You’ll need readymade paste (we recommend Solvite’s ‘Paste the Wall’), a brush, a roller and tray, a plumb line, a firm sponge, a knife and an edge cutter. Oh, and a ladder. While that sounds like a lot, our wallpaper is incredibly easy to hang – all it takes is the right tools and a little insider-know how. Simply follow along with the step-by-step guide and instructional video on our website and DIY will feel as easy as ABC.
Should we prep our walls before we start? If so, how?
Ensure that your walls are dry, even and firm before starting – this may mean scraping off any old wallpaper and sanding the walls down. If the walls are a little on the old side, we suggest applying lining paper before your chosen wallpaper– whereas if you’re working on a newly plastered wall, you’ll need to seal it with primer beforehand to prevent the paste from being absorbed by the plaster, which will in turn cause the paper to shrink. You should also turn the central heating off and ensure the room is well-aired during the application and drying time (otherwise, the wallpaper can shrink and leave visible gaps between the panels).
What’s your advice for making sure the paper is hung straight?
Each roll of House of Hackney wallpaper is designed with four panels that seamlessly match up to create a mural effect – effectively doing all the hard work for you. So, following our step-by-step guide, mark up certain points on the walls using a plumb line and an edge cutter, then simply align the sheets one by one, working in order (each sheet is numbered #1 to #4, so you’ll know which is which).
How best to avoid lumps and bumps?
First, make sure to use the paste sparingly while coating the wall – then press the wallpaper in position and smooth it down with a firm, dampened sponge (never a spatula as this could scratch the design), working in circular motions and double checking that all air bubbles have been ironed out. And, take care not to stretch the paper, as it becomes very pliable when wet with paste.
What should we do when we come to plug sockets and fittings?
For sockets and switches, start by unscrewing and removing the outer casing. Apply the sheet of wallpaper as normal and let it hang over the socket area. Next, use a knife to slice a cross-shaped opening, diagonally from corner to corner across the socket area, then cut away the excess. Smooth the paper down with a brush or sponge before reattaching the front cover of the socket.
Any additional tips?
Don’t be afraid of using wallpaper in unconventional ways. We really love wallpapering the ceiling, for example – the effect is dramatic and utterly mesmerising.
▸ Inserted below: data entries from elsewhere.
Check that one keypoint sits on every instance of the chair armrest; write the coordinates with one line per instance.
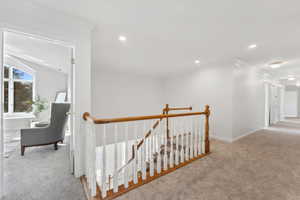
(33, 130)
(34, 136)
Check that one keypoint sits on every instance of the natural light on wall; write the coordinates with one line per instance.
(18, 90)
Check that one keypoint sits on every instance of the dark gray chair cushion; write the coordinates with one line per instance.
(52, 133)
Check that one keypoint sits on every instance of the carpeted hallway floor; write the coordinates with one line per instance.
(261, 166)
(42, 174)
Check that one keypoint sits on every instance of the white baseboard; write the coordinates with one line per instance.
(223, 139)
(230, 140)
(246, 134)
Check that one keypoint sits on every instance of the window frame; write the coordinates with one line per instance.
(11, 80)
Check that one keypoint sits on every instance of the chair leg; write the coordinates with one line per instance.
(22, 150)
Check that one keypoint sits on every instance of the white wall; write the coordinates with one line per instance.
(292, 101)
(248, 100)
(117, 94)
(33, 19)
(208, 85)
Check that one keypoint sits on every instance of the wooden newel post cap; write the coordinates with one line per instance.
(207, 110)
(85, 115)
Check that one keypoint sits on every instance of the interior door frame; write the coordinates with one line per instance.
(3, 30)
(1, 114)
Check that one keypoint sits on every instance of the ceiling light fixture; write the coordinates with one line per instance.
(274, 66)
(122, 38)
(197, 61)
(291, 78)
(252, 46)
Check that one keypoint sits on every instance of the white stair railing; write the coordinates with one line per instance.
(172, 141)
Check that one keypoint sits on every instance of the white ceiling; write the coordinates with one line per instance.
(166, 36)
(41, 52)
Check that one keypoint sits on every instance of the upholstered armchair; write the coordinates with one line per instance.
(51, 134)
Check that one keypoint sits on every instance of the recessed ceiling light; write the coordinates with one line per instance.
(291, 78)
(122, 38)
(274, 66)
(252, 46)
(197, 61)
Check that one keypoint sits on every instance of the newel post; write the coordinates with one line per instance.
(167, 119)
(207, 114)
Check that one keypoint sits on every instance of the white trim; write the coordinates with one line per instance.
(246, 134)
(231, 140)
(1, 114)
(223, 139)
(18, 116)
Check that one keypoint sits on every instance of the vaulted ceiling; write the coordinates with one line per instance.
(167, 36)
(41, 52)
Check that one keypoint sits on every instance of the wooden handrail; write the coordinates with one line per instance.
(87, 116)
(183, 108)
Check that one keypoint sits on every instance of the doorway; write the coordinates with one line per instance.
(36, 71)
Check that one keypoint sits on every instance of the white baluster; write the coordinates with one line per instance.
(171, 133)
(151, 148)
(186, 140)
(195, 137)
(158, 162)
(182, 141)
(116, 175)
(144, 153)
(200, 145)
(177, 145)
(191, 138)
(126, 157)
(166, 148)
(104, 188)
(134, 167)
(203, 135)
(91, 157)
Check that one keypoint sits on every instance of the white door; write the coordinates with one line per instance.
(291, 104)
(70, 145)
(1, 115)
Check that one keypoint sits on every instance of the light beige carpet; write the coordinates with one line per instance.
(42, 174)
(261, 166)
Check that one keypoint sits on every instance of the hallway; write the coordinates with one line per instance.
(41, 174)
(264, 165)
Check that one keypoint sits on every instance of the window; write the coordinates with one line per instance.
(18, 90)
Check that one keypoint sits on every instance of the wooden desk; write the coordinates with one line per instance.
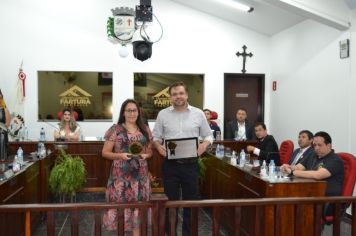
(97, 167)
(29, 185)
(224, 181)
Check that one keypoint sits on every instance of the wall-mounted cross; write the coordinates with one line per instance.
(244, 55)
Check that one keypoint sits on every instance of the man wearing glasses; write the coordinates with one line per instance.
(181, 120)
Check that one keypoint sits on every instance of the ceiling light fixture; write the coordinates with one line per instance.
(236, 5)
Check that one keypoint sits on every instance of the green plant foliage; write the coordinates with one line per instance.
(68, 174)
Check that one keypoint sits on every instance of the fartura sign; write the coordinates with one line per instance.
(75, 97)
(162, 99)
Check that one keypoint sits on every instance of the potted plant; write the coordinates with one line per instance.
(67, 176)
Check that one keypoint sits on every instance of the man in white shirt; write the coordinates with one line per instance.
(181, 175)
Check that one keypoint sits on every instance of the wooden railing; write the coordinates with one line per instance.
(159, 204)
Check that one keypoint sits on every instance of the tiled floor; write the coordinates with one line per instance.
(86, 224)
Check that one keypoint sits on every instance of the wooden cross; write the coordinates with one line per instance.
(244, 55)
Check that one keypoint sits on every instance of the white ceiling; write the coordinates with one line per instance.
(269, 16)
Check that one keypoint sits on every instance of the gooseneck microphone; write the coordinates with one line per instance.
(47, 123)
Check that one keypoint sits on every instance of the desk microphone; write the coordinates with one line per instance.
(47, 123)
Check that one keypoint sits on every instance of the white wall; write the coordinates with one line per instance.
(71, 35)
(315, 86)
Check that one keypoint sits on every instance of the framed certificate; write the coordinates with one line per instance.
(181, 148)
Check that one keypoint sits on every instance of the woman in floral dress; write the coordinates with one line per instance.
(129, 179)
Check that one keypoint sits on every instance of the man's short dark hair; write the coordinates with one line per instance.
(241, 109)
(260, 124)
(176, 84)
(326, 136)
(307, 132)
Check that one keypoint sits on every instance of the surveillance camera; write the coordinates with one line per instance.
(142, 49)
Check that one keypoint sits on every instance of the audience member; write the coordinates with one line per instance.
(68, 129)
(267, 148)
(129, 179)
(305, 150)
(213, 125)
(181, 175)
(240, 128)
(323, 165)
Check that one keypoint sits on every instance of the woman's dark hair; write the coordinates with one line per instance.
(139, 121)
(72, 123)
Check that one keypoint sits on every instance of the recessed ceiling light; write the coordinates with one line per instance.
(236, 5)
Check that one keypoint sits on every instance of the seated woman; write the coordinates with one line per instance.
(213, 125)
(68, 130)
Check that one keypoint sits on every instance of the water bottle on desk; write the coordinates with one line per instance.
(263, 171)
(218, 135)
(233, 160)
(20, 155)
(242, 158)
(271, 169)
(42, 135)
(25, 133)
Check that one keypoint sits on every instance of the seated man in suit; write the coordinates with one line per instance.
(305, 150)
(240, 128)
(213, 125)
(267, 148)
(323, 165)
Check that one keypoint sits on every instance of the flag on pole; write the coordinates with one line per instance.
(18, 107)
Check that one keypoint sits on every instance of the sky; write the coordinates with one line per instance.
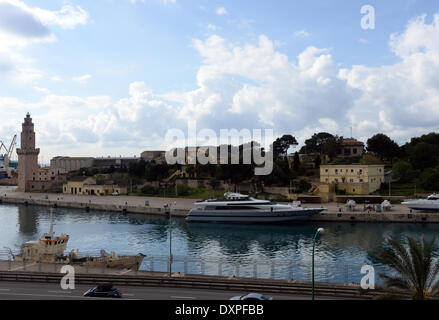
(111, 77)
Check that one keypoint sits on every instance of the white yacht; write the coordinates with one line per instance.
(429, 204)
(238, 208)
You could also try hanging your favourite artwork on top of your chosen wallpaper. An exquisite print can feel like art all by itself, but combined with a painting or photographs it really anchors a room and creates visual interest. It’s a brave decorating move, but taking slight risks are worth it in terms of pushing boundaries and achieving an enchanting overall mood.
Finally, how should we care for our papered walls?
If you’re wallpapering a bathroom or very busy area in the house, we suggest applying two coats of decorator’s varnish (our favourite is Polyvine’s ‘Dead Flat’) over the top using a short flock roller, ensuring the wallpaper is dry first. This will make it splash-resistant and help protect against finger marks, stains and scuffing over time.